En el lenguaje, “como ejercicio político sistemático” de un
sociólogo, no intentemos hallar palabras tales como “masacre”. Mucho menos
asociada a “negociados”, “subsidios” o “corrupción”. No, si este sociólogo se asume como
“contemporáneo”, es decir ejercita cierto extrañamiento, objetivación de los
hechos, al modo del peluquero atípico que atiende sus cabellos mientras se
anoticia de las muertes del Sarmiento. Es que el peluca no habla porque él
también es un contemporáneo que sabe reconocer la “banalidad del mal
burocrático”. O es uno de los pocos peluqueros mudos.
Quizá tenga miedo de indignarse. Alguna vez que lo hizo, con
un peruano que iba a la Feria, la patrona le telefoneó y le dijo que tenía el
freno largo, hablaba al cuhete, y tubo que recular. El barbero, claro.
González no. Porque González sabe, aunque confiesa no viajar
en las horas pico, ni participar en grandes aglomeraciones, ni –nos enteramos-
concurre a “locales danzantes”. (Es bueno que se transparenten las conductas de
los funcionarios públicos. Quizá para eso haya escrito su suelto en Página 12 el domingo 26). González, no el peluquero, sabe que “una
terminal de trenes es un gran hangar de vidas multitudinarias apretadas, rápidas,
condensadas en un vago peligro que a veces se consuma”. Peligro objetivo de las metrópolis.

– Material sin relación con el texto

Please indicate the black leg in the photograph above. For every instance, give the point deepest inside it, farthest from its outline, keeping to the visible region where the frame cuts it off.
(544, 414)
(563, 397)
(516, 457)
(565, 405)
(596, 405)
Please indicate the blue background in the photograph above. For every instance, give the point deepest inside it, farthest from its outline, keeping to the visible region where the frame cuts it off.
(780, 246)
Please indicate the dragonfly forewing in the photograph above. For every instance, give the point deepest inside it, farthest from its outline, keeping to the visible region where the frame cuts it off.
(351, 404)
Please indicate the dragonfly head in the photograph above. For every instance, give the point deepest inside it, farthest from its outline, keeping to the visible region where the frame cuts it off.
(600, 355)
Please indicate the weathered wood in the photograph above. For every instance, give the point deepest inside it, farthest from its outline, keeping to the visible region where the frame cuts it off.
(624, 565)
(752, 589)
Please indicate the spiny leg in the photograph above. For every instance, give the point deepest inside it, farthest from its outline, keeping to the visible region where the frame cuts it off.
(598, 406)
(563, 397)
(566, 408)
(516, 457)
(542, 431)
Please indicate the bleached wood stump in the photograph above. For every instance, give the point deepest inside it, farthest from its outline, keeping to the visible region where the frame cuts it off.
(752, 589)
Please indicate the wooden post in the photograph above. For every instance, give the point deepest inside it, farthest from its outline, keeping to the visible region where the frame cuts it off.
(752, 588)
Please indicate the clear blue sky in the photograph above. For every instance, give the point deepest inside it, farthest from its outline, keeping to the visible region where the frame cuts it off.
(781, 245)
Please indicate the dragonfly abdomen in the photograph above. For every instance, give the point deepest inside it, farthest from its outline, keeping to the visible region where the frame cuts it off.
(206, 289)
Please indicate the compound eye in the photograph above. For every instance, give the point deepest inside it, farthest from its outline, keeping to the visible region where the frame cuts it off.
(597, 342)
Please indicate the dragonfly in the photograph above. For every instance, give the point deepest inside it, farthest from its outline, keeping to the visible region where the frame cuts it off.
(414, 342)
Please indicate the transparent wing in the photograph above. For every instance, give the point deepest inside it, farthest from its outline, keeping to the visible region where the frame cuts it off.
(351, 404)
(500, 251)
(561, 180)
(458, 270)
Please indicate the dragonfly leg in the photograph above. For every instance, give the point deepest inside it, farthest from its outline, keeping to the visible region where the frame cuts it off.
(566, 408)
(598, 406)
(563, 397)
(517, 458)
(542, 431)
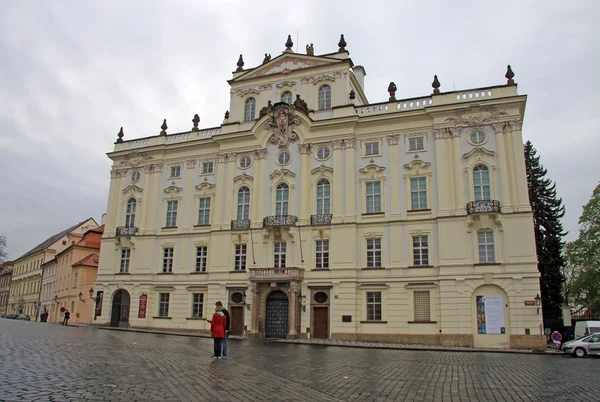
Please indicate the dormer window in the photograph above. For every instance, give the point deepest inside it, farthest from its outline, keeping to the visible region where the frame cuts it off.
(325, 97)
(250, 109)
(286, 97)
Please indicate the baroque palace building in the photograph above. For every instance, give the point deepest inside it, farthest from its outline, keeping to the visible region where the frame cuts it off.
(311, 212)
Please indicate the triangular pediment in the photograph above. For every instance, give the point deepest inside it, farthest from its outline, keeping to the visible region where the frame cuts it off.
(287, 63)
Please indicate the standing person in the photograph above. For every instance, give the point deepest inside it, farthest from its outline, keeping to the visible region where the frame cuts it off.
(67, 316)
(217, 331)
(224, 310)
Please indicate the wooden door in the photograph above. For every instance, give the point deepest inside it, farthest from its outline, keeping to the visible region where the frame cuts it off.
(321, 322)
(236, 326)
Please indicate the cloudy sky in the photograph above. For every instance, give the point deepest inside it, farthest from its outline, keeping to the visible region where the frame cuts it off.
(73, 72)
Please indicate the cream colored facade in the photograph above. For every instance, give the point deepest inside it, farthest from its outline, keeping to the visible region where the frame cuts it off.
(27, 272)
(388, 221)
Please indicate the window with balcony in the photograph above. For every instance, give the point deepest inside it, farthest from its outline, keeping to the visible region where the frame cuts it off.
(204, 211)
(322, 254)
(325, 97)
(250, 109)
(282, 194)
(279, 255)
(130, 213)
(240, 257)
(125, 257)
(201, 258)
(481, 183)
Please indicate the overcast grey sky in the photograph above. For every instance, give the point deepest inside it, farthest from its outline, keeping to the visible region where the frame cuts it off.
(73, 72)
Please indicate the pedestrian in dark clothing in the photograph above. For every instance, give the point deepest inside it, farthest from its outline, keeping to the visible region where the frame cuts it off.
(217, 331)
(226, 313)
(67, 316)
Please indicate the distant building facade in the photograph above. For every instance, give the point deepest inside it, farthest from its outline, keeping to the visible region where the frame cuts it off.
(27, 272)
(312, 213)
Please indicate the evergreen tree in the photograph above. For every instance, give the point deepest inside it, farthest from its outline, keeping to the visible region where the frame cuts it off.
(547, 212)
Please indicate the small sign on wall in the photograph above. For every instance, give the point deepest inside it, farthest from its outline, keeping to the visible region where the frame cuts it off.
(143, 304)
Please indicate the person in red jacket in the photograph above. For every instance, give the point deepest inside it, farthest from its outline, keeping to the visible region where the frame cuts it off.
(217, 331)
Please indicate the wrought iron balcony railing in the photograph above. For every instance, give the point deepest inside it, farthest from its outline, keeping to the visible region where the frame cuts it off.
(280, 220)
(276, 274)
(323, 219)
(240, 224)
(483, 206)
(126, 230)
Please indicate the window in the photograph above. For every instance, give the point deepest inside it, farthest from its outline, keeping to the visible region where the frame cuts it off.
(420, 250)
(175, 171)
(373, 200)
(371, 148)
(373, 306)
(279, 255)
(322, 254)
(283, 158)
(130, 213)
(374, 253)
(282, 195)
(245, 162)
(204, 211)
(172, 213)
(416, 144)
(207, 167)
(240, 257)
(243, 203)
(249, 109)
(418, 193)
(323, 197)
(323, 153)
(421, 308)
(287, 97)
(201, 258)
(197, 305)
(325, 97)
(163, 305)
(477, 137)
(486, 247)
(481, 183)
(168, 259)
(125, 257)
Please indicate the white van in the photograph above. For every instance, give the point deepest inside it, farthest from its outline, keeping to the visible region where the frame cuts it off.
(583, 328)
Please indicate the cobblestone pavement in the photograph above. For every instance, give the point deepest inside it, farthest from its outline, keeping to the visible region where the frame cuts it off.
(49, 362)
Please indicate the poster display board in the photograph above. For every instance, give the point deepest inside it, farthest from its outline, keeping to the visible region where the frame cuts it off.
(490, 315)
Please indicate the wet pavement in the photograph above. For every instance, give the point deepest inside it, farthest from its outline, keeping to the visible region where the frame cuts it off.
(49, 362)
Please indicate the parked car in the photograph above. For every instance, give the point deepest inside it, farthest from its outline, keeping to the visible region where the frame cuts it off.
(587, 345)
(584, 328)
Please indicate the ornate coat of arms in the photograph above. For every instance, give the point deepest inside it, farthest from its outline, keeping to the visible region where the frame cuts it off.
(281, 122)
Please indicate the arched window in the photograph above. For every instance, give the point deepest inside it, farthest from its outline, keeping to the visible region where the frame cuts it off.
(282, 195)
(243, 203)
(481, 183)
(287, 97)
(323, 197)
(249, 109)
(130, 215)
(325, 97)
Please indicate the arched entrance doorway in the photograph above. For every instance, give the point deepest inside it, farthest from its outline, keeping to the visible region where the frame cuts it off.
(277, 315)
(120, 309)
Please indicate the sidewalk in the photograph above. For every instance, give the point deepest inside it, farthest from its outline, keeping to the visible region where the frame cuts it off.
(347, 344)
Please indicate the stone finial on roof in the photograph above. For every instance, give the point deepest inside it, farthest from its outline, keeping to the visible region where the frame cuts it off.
(289, 44)
(509, 76)
(240, 64)
(436, 85)
(196, 120)
(392, 90)
(120, 135)
(164, 127)
(342, 44)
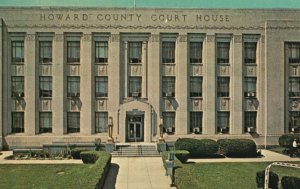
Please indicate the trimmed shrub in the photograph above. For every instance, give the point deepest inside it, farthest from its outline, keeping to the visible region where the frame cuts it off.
(286, 140)
(197, 148)
(75, 153)
(237, 147)
(273, 179)
(89, 157)
(182, 155)
(290, 182)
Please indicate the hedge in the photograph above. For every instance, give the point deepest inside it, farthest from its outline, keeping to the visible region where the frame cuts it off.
(286, 140)
(197, 148)
(290, 182)
(75, 153)
(273, 179)
(237, 147)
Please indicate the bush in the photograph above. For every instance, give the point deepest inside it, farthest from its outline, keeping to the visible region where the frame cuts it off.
(197, 148)
(75, 153)
(237, 147)
(273, 179)
(89, 157)
(290, 182)
(286, 140)
(182, 155)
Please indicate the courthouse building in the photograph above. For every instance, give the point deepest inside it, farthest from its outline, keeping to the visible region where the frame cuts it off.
(66, 73)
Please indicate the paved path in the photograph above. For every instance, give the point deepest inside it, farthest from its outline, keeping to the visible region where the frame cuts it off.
(137, 173)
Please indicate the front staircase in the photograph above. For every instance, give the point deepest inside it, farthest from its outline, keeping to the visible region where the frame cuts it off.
(135, 150)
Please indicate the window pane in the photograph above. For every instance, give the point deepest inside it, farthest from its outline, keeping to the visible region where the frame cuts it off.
(101, 122)
(168, 52)
(101, 84)
(101, 52)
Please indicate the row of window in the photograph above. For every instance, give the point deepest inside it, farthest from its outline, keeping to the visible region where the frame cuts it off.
(134, 52)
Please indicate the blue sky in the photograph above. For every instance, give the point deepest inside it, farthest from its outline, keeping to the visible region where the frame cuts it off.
(157, 3)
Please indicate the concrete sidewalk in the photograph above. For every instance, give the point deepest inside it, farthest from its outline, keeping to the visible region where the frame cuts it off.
(137, 173)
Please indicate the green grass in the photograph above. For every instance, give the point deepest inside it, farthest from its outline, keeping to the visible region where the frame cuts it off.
(52, 175)
(225, 175)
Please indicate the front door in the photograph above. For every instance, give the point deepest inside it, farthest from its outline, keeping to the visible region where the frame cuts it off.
(135, 131)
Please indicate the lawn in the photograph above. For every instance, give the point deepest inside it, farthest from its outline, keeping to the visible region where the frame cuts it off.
(225, 175)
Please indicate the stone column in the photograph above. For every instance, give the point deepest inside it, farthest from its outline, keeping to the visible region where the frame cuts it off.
(181, 85)
(30, 85)
(86, 78)
(236, 88)
(209, 86)
(58, 72)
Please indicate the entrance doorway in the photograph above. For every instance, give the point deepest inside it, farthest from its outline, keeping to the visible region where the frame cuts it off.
(135, 128)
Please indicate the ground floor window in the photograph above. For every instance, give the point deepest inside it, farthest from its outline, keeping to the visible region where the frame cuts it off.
(45, 122)
(17, 122)
(101, 122)
(250, 121)
(196, 122)
(223, 120)
(169, 122)
(73, 122)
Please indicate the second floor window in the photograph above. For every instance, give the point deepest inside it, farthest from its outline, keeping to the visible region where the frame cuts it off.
(17, 54)
(223, 52)
(17, 86)
(195, 86)
(168, 86)
(135, 52)
(101, 52)
(101, 84)
(73, 51)
(73, 86)
(45, 51)
(195, 52)
(45, 86)
(168, 52)
(223, 87)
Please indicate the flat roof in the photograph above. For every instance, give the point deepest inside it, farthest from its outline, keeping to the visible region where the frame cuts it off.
(289, 4)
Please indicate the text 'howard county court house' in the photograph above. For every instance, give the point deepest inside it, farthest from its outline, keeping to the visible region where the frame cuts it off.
(203, 73)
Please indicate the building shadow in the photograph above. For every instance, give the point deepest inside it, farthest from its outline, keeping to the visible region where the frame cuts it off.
(111, 179)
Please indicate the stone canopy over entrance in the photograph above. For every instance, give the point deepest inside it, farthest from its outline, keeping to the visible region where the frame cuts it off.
(136, 122)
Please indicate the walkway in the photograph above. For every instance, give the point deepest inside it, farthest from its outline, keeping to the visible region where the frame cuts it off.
(137, 172)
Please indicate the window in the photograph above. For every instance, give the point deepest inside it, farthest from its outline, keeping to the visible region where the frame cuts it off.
(294, 53)
(101, 52)
(223, 87)
(101, 122)
(73, 122)
(101, 86)
(45, 51)
(294, 86)
(73, 51)
(250, 52)
(73, 86)
(168, 87)
(17, 122)
(294, 122)
(168, 52)
(195, 52)
(45, 122)
(196, 122)
(195, 86)
(17, 51)
(135, 86)
(250, 121)
(250, 87)
(223, 122)
(45, 86)
(17, 86)
(135, 52)
(223, 52)
(169, 122)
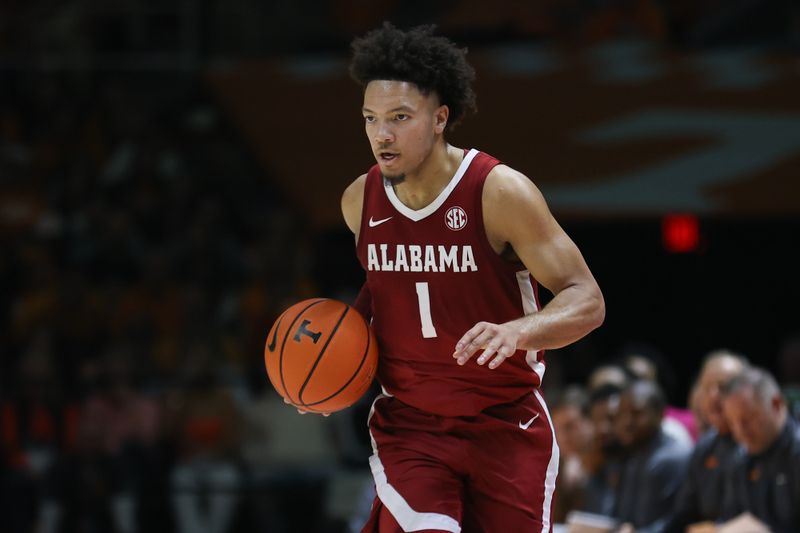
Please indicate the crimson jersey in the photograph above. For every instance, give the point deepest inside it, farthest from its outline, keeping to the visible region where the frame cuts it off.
(433, 275)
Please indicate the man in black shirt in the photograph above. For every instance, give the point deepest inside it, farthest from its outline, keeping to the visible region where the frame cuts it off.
(655, 463)
(766, 476)
(704, 492)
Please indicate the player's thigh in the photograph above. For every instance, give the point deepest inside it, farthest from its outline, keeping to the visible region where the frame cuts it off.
(420, 493)
(382, 521)
(514, 469)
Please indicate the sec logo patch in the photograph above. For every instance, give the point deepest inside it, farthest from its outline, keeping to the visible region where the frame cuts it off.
(455, 218)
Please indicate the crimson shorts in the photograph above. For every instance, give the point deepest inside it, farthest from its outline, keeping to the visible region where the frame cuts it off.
(494, 472)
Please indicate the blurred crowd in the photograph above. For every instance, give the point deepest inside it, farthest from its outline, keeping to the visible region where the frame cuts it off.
(144, 256)
(629, 458)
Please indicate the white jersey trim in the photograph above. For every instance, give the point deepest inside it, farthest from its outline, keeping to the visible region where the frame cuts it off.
(529, 306)
(408, 518)
(419, 214)
(552, 468)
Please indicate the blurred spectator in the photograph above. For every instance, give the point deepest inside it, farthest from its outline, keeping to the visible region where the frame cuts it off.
(37, 425)
(206, 429)
(644, 362)
(767, 473)
(788, 372)
(654, 463)
(579, 457)
(705, 491)
(603, 481)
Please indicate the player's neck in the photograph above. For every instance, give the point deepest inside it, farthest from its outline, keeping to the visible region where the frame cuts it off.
(422, 187)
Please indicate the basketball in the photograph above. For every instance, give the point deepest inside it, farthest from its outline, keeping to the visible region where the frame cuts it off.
(321, 355)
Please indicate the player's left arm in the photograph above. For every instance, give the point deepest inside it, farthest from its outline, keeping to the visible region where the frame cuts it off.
(516, 215)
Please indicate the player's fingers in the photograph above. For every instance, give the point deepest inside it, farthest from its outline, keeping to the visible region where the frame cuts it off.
(476, 344)
(465, 341)
(491, 347)
(503, 353)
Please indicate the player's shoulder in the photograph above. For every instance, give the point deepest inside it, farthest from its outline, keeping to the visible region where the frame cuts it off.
(352, 200)
(356, 187)
(506, 183)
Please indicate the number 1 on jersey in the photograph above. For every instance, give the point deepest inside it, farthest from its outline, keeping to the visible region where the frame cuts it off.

El sociólogo no quiere pendular “entre el error humano y la
culpabilidad de las estructuras, de los ensambles institucionales, de las
administraciones”, como lo hacen otros funcionarios que, “desafortunados”, han
tenido que improvisar. Por eso sus conciencias cívicas querrían “suponer que lo
que ocurrió no hubiera ocurrido”. Sutil el Director de la Biblioteca: no se
atreve a nombrar al colega funcionario autor de la pifiada miserable. No se
atreve a indignarse frente a la miseria de endilgar “una remota responsabilidad
en los sacrificados”.
Es que, en realidad, se trata de “un escándalo de la
filosofía y la política: el fallo de los sistemas y las responsabilidades que
de allí se deducen”. El “descuido fatal de los sistemas fabricados y regido por
los hombres”. El sociólogo salda así la vieja cuestión de estructuras y
sujetos. Esta es la lección del profesor González. Lección que quiere, con la
modestia de reconocer “facetas y fallas”, asumir él mismo: “un nuevo giro en
nuestras vidas públicas es necesario”, “llega el momento único e
indescriptible” de “intensificar la capacidad pública, colectiva, institucional
de amparar vidas”.
El lenguaje de González sabe frenar a tiempo. No sea que lo
vuelva a llamar la Presidenta y tenga que pedir disculpas. Por el peruano,
claro. En mi barrio eso tiene un nombre, también está en “el oscuro gabinete de
nuestra memoria”.
La palabra escrita de González, Horacio, no parece
improvisada sino deliberadamente anfibológica. Impotente frente al dolor y la
indignación por el estrago mafioso, que otra banalidad, ya no burocrática sino
ético-política, equipara a la muerte por infarto de un diputado de sesenta años
en su residencia de descanso.
Es verdad que el lenguaje construye realidades. Hasta que un
pibe que se gana el morfi en un call
center aparece apretado en la realidad de los fierros. Otro lenguaje.